Cardinal O’Malley Criticizes New Massachusetts Buffer-Zone Law

The Boston archbishop said the state Legislature ‘acted with unseemly haste’ in passing legislation that could restrict the activities of pro-life counselors outside of abortion facilities.

Cardinal Sean O’Malley of Boston
Cardinal Sean O’Malley of Boston (photo: Stephen Driscoll/CNA)

BOSTON — Cardinal Sean O’Malley of Boston has criticized a new Massachusetts law re-establishing buffer zones around abortion businesses after the U.S. Supreme Court recently struck down the old law.

In an Aug. 1 statement, the cardinal warned that “the effect, again, is to make it very difficult for citizens seeking to offer alternatives to women contemplating an abortion.”

The law would forbid anyone from “substantially impeding” access to an abortion facility. If this occurred, police could issue a dispersal order and place the protesters 25 feet away from the entrance or driveway of the building.

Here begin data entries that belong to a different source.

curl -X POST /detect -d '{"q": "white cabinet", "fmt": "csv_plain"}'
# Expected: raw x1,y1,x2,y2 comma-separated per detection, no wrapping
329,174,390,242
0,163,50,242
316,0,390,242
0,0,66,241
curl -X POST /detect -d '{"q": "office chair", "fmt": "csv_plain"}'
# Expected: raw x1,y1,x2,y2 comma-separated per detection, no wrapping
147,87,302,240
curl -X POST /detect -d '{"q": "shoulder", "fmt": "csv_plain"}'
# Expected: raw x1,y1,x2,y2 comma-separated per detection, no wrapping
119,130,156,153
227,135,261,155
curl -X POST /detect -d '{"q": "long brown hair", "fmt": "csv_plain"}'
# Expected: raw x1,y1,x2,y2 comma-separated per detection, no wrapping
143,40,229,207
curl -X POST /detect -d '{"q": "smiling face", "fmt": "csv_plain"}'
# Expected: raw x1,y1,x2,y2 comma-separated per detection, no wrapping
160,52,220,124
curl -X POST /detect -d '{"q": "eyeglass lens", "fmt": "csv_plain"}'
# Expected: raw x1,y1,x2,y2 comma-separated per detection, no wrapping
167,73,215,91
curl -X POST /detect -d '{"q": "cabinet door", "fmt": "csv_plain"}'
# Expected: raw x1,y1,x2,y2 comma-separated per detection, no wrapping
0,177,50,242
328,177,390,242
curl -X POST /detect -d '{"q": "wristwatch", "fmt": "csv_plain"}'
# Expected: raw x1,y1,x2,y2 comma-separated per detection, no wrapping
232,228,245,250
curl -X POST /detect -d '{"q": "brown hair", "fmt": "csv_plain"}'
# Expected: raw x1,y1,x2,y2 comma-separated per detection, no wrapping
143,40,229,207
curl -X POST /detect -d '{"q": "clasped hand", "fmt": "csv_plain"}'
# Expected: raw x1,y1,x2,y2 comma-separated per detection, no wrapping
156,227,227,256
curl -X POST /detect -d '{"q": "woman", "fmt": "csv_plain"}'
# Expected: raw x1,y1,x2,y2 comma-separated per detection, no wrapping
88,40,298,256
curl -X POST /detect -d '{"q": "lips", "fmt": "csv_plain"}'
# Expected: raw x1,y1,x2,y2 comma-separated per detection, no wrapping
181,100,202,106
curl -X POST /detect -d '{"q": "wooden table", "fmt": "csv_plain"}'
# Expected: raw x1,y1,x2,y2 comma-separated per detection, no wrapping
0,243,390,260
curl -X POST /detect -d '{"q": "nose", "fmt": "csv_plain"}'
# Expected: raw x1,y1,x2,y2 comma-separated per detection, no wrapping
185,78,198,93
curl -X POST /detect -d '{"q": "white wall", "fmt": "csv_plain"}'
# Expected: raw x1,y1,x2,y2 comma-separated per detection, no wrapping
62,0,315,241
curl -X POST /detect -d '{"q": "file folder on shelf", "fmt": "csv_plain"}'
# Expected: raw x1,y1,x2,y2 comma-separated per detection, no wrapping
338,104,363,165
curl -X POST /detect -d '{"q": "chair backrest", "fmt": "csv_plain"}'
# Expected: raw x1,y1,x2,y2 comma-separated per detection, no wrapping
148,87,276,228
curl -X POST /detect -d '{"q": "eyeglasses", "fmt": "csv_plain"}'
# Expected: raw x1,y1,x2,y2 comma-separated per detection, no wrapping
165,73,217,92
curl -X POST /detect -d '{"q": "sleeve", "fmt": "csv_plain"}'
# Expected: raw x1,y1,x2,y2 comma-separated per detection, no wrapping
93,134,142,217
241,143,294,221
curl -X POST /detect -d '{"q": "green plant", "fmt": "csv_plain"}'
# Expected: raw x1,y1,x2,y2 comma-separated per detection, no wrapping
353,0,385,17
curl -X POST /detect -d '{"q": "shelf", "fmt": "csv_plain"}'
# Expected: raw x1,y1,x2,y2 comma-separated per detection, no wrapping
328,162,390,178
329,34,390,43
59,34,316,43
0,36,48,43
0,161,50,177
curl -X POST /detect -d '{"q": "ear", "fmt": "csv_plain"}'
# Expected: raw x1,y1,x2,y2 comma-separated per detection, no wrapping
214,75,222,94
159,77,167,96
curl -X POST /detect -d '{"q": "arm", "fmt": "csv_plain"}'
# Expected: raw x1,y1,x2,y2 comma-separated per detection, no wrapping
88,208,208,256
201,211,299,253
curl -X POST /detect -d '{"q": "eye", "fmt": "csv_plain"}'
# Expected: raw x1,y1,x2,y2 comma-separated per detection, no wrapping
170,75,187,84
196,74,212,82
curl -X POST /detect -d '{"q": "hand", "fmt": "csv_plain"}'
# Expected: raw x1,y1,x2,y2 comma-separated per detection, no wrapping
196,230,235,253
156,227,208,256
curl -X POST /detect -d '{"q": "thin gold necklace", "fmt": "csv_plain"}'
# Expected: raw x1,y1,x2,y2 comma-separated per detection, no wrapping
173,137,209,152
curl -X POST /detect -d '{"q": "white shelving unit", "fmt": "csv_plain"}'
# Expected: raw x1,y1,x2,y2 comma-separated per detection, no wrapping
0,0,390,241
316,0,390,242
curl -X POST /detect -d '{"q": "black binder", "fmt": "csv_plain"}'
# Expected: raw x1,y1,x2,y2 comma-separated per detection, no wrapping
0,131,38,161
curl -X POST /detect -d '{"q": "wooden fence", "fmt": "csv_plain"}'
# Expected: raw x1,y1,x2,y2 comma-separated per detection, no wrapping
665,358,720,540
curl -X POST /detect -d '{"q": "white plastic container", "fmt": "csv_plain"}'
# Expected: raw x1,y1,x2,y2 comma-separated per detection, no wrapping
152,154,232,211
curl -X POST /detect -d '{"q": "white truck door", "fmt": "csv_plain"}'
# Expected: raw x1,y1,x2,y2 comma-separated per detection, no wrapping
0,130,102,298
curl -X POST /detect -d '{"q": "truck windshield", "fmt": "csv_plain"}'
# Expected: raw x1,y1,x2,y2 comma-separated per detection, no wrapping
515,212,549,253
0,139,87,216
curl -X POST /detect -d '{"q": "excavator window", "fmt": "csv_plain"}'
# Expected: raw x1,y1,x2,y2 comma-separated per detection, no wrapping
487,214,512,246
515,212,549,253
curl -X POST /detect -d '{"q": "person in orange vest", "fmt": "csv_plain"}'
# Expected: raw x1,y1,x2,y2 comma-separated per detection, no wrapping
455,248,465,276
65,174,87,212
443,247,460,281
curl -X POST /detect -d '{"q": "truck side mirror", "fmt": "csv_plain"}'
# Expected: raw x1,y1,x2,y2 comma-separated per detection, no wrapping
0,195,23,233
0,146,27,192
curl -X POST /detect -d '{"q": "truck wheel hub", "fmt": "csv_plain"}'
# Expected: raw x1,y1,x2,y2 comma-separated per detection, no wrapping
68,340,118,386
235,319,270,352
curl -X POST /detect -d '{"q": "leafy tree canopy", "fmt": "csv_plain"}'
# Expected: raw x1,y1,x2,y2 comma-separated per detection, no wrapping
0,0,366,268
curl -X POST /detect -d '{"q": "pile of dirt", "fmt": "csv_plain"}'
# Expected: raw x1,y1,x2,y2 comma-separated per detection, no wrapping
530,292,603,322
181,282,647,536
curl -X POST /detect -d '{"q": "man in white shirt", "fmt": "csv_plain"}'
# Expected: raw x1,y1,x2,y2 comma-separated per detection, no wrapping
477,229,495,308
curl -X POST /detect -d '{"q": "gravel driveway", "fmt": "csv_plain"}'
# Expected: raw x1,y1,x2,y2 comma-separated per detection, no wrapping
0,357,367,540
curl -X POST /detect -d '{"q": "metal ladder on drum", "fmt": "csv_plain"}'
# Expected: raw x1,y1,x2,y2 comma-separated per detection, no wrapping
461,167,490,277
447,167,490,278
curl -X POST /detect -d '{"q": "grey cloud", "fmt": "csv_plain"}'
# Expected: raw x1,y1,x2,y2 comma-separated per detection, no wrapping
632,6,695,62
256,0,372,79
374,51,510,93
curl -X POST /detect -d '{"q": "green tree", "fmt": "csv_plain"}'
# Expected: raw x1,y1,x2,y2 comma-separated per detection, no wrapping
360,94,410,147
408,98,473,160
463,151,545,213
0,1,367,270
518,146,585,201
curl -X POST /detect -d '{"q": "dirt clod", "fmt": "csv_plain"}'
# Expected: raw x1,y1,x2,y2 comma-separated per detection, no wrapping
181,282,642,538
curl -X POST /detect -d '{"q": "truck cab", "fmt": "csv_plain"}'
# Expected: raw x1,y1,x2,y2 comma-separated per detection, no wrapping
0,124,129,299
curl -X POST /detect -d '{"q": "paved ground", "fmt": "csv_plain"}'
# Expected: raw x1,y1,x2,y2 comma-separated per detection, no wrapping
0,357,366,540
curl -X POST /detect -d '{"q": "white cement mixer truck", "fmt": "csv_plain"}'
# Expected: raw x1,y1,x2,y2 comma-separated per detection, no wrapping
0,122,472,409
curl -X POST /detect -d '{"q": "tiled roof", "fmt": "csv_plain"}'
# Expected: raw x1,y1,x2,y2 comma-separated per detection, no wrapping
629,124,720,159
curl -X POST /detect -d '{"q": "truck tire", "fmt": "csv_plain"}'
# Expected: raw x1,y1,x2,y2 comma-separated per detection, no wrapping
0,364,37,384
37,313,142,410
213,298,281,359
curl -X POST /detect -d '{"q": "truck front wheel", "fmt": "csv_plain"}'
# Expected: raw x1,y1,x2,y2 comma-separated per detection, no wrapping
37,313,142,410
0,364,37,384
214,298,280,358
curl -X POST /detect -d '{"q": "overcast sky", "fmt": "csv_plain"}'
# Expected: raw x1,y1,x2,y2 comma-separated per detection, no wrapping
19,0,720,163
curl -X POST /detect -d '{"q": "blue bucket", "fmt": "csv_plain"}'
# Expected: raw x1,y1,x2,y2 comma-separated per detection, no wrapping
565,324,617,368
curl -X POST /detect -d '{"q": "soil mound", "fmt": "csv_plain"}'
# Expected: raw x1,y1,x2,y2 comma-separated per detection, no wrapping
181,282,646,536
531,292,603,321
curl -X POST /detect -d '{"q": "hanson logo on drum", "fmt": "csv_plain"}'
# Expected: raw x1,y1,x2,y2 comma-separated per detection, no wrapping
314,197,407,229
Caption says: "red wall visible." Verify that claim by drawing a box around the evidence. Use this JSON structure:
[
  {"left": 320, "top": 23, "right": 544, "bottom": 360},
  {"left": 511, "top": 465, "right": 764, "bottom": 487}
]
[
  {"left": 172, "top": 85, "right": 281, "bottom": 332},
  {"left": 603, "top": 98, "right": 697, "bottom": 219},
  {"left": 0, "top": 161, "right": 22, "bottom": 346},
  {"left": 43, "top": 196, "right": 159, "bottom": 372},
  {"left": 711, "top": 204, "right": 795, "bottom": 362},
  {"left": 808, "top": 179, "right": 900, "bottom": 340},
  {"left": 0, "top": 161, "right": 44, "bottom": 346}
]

After the old “buffer zone” law forbade sidewalk counseling within 35 feet of an abortion business, the Supreme Court on June 26 ruled it a violation of the First Amendment. The law imposed “serious burdens” on the counselors, the court wrote, adding that sidewalks have traditionally been a forum for “the exchange of ideas.”

However, the new law establishes yet another buffer zone, Cardinal O’Malley said.

“The Massachusetts Legislature acted with unseemly haste to establish what amounts to a new buffer zone of 25 feet,” he stated.

The new law has the potential to be worse than the old one because it leaves room for broad interpretation of “vague” language, said the pro-life group Massachusetts Citizens for Life.

“There’ s a serious problem with it because we don’t know how the police will enforce it,” the group’s president, Anne Fox, told CNA.

“The way it’s written, if they [the business] opened at 8 every morning, they could call the police at five past eight every morning and say there’s somebody here detaining people. And the police would come and put everybody outside for the rest of the day.”

A sidewalk counselor distributing pro-life literature to a businessgoer, for instance, could be interpreted by police as “detaining” that person, and the two of them together on the sidewalk could be termed a “gathering,” both being illegal acts under the new law. The result could be a dispersal order and a fine of up to $1,000 or up to six months in jail.

“And the penalties are incredible,” Fox said. “These are so disproportionate.The whole thing just reeks of [having the goal of being] out to get the pro-lifers.”